Beresin suggests that for younger children, parents may decide to gradually put the child to bed earlier and wake them up earlier beginning at least three weeks before the first day of school. This helps the child become slowly accustomed to the change.
"It is easier to adjust a young child's sleep schedule because their bedtimes are laid out for them by the parents," he says. "For an adolescent, the parent will have to make more of an intervention in changing their child's sleep schedule. Teenagers, who have an established sleep cycle, will have to the most difficult time resetting their sleep schedules, so would benefit the most by slowly adjusting their bedtimes and rising times."

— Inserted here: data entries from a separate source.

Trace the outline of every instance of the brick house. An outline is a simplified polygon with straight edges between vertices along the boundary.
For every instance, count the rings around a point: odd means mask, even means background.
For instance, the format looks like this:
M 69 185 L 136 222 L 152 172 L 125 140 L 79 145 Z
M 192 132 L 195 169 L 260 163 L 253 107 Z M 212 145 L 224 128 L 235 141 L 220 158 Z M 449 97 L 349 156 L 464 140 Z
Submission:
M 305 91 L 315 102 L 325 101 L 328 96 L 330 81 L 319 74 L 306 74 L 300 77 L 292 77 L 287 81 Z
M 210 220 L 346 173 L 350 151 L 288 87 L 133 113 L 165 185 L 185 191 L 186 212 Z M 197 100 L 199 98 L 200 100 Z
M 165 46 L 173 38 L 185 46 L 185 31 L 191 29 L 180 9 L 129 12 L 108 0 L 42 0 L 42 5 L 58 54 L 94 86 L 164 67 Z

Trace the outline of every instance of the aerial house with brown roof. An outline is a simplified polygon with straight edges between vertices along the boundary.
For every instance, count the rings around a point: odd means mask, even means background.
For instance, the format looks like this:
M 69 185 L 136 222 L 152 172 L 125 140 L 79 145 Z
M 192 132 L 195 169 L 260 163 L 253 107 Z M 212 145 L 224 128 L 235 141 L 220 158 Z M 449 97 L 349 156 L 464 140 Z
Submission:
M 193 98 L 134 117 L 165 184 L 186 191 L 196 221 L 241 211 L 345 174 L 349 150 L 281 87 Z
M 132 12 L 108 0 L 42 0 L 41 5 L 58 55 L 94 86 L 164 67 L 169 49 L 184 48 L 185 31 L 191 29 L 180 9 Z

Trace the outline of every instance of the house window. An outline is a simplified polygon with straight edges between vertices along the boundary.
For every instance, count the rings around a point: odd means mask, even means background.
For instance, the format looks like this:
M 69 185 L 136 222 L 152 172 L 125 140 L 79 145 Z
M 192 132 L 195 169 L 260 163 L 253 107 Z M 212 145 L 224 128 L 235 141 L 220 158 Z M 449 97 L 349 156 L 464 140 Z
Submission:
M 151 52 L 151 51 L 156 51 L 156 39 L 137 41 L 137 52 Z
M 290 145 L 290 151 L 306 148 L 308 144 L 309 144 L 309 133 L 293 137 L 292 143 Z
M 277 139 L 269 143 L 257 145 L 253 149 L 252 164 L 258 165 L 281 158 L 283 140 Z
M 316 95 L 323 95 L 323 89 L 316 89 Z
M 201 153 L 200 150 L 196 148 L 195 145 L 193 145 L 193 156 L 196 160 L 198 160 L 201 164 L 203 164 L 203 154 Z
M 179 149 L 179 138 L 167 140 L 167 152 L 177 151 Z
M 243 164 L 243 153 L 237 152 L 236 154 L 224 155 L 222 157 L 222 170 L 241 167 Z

Parents can begin by having a discussion with their child so the child can understand the reasons for the change.
"If parents meet resistance, with younger children in particular, they may need to have some incentives for kids to go to bed. For example, bedtime rituals are important, such as reading stories, listening to music and quiet conversations. Incorporating routines into the bedtime ritual is helpful, because kids do well with structure. Even in the summer, which is perhaps loser than the school year, children respond better to structure at bedtime. If there's a structure to bedtime in the summer, it's easier to just shift the schedule when the school year begins. For teenagers, it's more difficult because parents can't really make them go to sleep. But, parents can assist their teenagers by suggesting the teen read, listen to relaxing music or even learn to incorporate meditation into their bedtime routines.